Justice officials first said the new jail would be occupied by late January. Then they said mid-February.
Now they’re not making a firm commitment of any kind.
“We’re saying, soon,” said Dan Cable, spokesperson for the Department of Justice.
“It’s virtually ready to go. But there’s a bunch of things that they’re doing – going through an enormous checklist of stuff that needs to be confirmed and it’s taking time. They are working through that checklist and hopefully soon.”
He said the new facility is a lot more technical than the current jail.
With multiple systems for security and general maintenance come multiple computers and software programs, he said. They not only need to be checked, but staff needs to be trained. That’s taking longer than anticipated.
The new phone system is one of the complicated new installations.
Inmates will still have regular access to a phone, but they’re going to have to pay and there are other changes to the way it will work.
The phone system will identify that the call is coming from an inmate at the jail, Cable said. Although the rate is still being negotiated with the phone company, it will most likely cost about $1 per call.
This is about what inmates can earn each day doing “encouraged” work, like laundry or cleaning or by participating in programs and treatment, Cable said.
“The inmates will pay for outgoing calls like a pay phone,” he said. “Unless it’s an emergency, they’ll have to pay out of their own funds. We have a government rate on long-distance and there’ll be a rate established by the phone company for it and they’ll know how many minutes they’ll have if they plunk in whatever change they have.”
The new phone system should also be able to disconnect any attempts to call specific numbers by specific inmates, he said. That’s to prevent inmates from calling people the court has ordered them not to contact.

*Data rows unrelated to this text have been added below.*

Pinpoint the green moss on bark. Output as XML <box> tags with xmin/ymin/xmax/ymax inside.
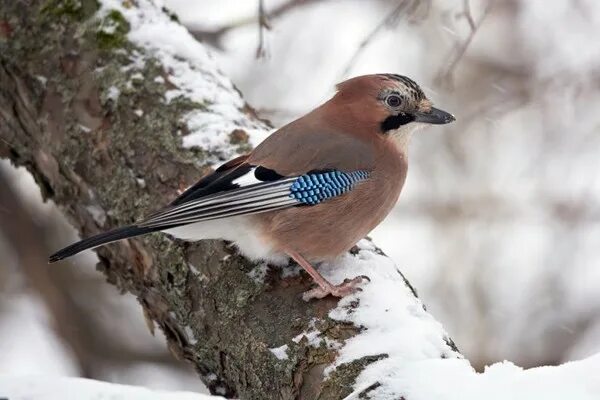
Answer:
<box><xmin>40</xmin><ymin>0</ymin><xmax>100</xmax><ymax>21</ymax></box>
<box><xmin>96</xmin><ymin>10</ymin><xmax>131</xmax><ymax>50</ymax></box>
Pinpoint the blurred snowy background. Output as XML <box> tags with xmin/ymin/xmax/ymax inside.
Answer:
<box><xmin>0</xmin><ymin>0</ymin><xmax>600</xmax><ymax>390</ymax></box>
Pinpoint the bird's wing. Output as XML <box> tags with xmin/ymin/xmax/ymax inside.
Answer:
<box><xmin>247</xmin><ymin>118</ymin><xmax>376</xmax><ymax>176</ymax></box>
<box><xmin>137</xmin><ymin>164</ymin><xmax>369</xmax><ymax>230</ymax></box>
<box><xmin>137</xmin><ymin>126</ymin><xmax>371</xmax><ymax>230</ymax></box>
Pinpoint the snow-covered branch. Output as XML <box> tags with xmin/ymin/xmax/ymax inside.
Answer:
<box><xmin>0</xmin><ymin>0</ymin><xmax>598</xmax><ymax>400</ymax></box>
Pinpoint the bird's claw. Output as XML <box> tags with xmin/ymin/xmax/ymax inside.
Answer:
<box><xmin>302</xmin><ymin>275</ymin><xmax>371</xmax><ymax>301</ymax></box>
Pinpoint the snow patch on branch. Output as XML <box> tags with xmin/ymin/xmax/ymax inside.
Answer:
<box><xmin>320</xmin><ymin>240</ymin><xmax>600</xmax><ymax>400</ymax></box>
<box><xmin>100</xmin><ymin>0</ymin><xmax>268</xmax><ymax>159</ymax></box>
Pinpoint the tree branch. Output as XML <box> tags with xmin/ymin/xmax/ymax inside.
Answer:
<box><xmin>0</xmin><ymin>0</ymin><xmax>460</xmax><ymax>399</ymax></box>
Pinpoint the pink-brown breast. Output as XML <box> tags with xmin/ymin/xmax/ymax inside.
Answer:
<box><xmin>253</xmin><ymin>141</ymin><xmax>407</xmax><ymax>261</ymax></box>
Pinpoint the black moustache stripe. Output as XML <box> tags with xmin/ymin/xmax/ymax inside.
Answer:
<box><xmin>381</xmin><ymin>113</ymin><xmax>415</xmax><ymax>133</ymax></box>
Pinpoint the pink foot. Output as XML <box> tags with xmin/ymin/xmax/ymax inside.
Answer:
<box><xmin>302</xmin><ymin>275</ymin><xmax>371</xmax><ymax>301</ymax></box>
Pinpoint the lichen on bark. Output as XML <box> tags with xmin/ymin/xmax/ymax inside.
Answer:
<box><xmin>0</xmin><ymin>0</ymin><xmax>460</xmax><ymax>399</ymax></box>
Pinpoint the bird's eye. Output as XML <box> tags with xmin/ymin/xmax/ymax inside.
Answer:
<box><xmin>385</xmin><ymin>94</ymin><xmax>402</xmax><ymax>108</ymax></box>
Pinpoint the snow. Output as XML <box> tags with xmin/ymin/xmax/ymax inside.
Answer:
<box><xmin>312</xmin><ymin>240</ymin><xmax>600</xmax><ymax>400</ymax></box>
<box><xmin>99</xmin><ymin>0</ymin><xmax>268</xmax><ymax>159</ymax></box>
<box><xmin>345</xmin><ymin>355</ymin><xmax>600</xmax><ymax>400</ymax></box>
<box><xmin>0</xmin><ymin>374</ymin><xmax>222</xmax><ymax>400</ymax></box>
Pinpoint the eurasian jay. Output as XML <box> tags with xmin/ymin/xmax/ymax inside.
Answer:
<box><xmin>49</xmin><ymin>74</ymin><xmax>454</xmax><ymax>300</ymax></box>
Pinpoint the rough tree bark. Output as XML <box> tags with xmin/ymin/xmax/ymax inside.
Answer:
<box><xmin>0</xmin><ymin>0</ymin><xmax>458</xmax><ymax>399</ymax></box>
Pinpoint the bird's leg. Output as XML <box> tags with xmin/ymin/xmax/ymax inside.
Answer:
<box><xmin>287</xmin><ymin>251</ymin><xmax>369</xmax><ymax>301</ymax></box>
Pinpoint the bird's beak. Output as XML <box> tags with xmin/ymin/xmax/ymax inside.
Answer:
<box><xmin>414</xmin><ymin>107</ymin><xmax>456</xmax><ymax>125</ymax></box>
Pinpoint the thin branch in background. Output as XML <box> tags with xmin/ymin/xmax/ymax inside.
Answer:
<box><xmin>187</xmin><ymin>0</ymin><xmax>326</xmax><ymax>50</ymax></box>
<box><xmin>435</xmin><ymin>0</ymin><xmax>493</xmax><ymax>88</ymax></box>
<box><xmin>256</xmin><ymin>0</ymin><xmax>271</xmax><ymax>59</ymax></box>
<box><xmin>342</xmin><ymin>0</ymin><xmax>430</xmax><ymax>78</ymax></box>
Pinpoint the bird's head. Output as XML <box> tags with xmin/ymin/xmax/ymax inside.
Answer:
<box><xmin>334</xmin><ymin>74</ymin><xmax>455</xmax><ymax>146</ymax></box>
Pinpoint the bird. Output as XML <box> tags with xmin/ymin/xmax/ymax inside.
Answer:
<box><xmin>49</xmin><ymin>74</ymin><xmax>455</xmax><ymax>301</ymax></box>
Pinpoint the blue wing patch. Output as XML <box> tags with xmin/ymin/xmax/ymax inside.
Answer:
<box><xmin>138</xmin><ymin>169</ymin><xmax>370</xmax><ymax>229</ymax></box>
<box><xmin>290</xmin><ymin>170</ymin><xmax>369</xmax><ymax>206</ymax></box>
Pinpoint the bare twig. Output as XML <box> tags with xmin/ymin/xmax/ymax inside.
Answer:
<box><xmin>435</xmin><ymin>0</ymin><xmax>493</xmax><ymax>87</ymax></box>
<box><xmin>188</xmin><ymin>0</ymin><xmax>325</xmax><ymax>50</ymax></box>
<box><xmin>342</xmin><ymin>0</ymin><xmax>430</xmax><ymax>77</ymax></box>
<box><xmin>256</xmin><ymin>0</ymin><xmax>271</xmax><ymax>59</ymax></box>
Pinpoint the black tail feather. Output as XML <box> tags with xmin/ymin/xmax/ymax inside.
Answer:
<box><xmin>48</xmin><ymin>225</ymin><xmax>157</xmax><ymax>264</ymax></box>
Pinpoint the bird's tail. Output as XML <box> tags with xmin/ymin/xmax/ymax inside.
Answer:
<box><xmin>48</xmin><ymin>225</ymin><xmax>158</xmax><ymax>264</ymax></box>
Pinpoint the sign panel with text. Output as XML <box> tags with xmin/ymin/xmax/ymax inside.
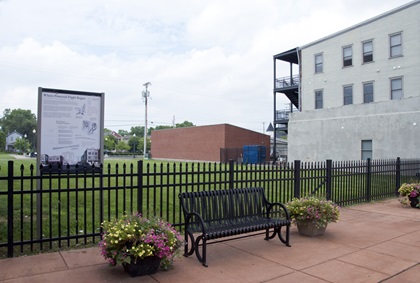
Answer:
<box><xmin>38</xmin><ymin>88</ymin><xmax>104</xmax><ymax>173</ymax></box>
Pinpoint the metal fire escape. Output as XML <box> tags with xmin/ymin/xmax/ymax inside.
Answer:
<box><xmin>273</xmin><ymin>48</ymin><xmax>300</xmax><ymax>161</ymax></box>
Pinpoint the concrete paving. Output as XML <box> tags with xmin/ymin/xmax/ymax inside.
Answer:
<box><xmin>0</xmin><ymin>199</ymin><xmax>420</xmax><ymax>283</ymax></box>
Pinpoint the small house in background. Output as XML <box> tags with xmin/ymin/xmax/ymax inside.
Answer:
<box><xmin>151</xmin><ymin>124</ymin><xmax>270</xmax><ymax>163</ymax></box>
<box><xmin>6</xmin><ymin>131</ymin><xmax>23</xmax><ymax>151</ymax></box>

“Privileged” calls, meaning calls to lawyers or caseworkers, the ombudsman, police or the prison’s complaints office, will still be free, Cable said.
Charging for use of the phone is not uncommon for inmates across Canada.
Of the four facilities in the Northwest Territories, three have some sort of payment scheme, said a spokesperson for its Justice Department.
The facilities in Fort Smith and Hay River both sell calling cards at their canteens while the North Slave Correctional Centre has an automatic withdrawal system pegged at $0.11/minute, she said.
The youth jail doesn’t charge for calls but it does limit them to three, 10-minute calls per week.
Rosemary Rowlands, who is with the Elizabeth Fry Society of Yukon, said she hopes the new Whitehorse system doesn’t stop or deter inmates from connecting with the outside world.
“It’s important to reduce barriers to connecting to their community, connecting to their family and connecting outside of the jail,” she said.
“It’s a benefit to everybody for them to be able to have contacts outside of there. It’s a benefit to the inmates and it’s also a benefit to the COs up there, for them to have other people to talk to.”
The society regularly gets multiple calls a day from inmates serving time, said Rowlands.
The conversations often help calm down the inmates who may be uncomfortable or unhappy with relationships inside the facility, she said.
Just having someone to talk to helps them know someone is listening and advocating for them, she said.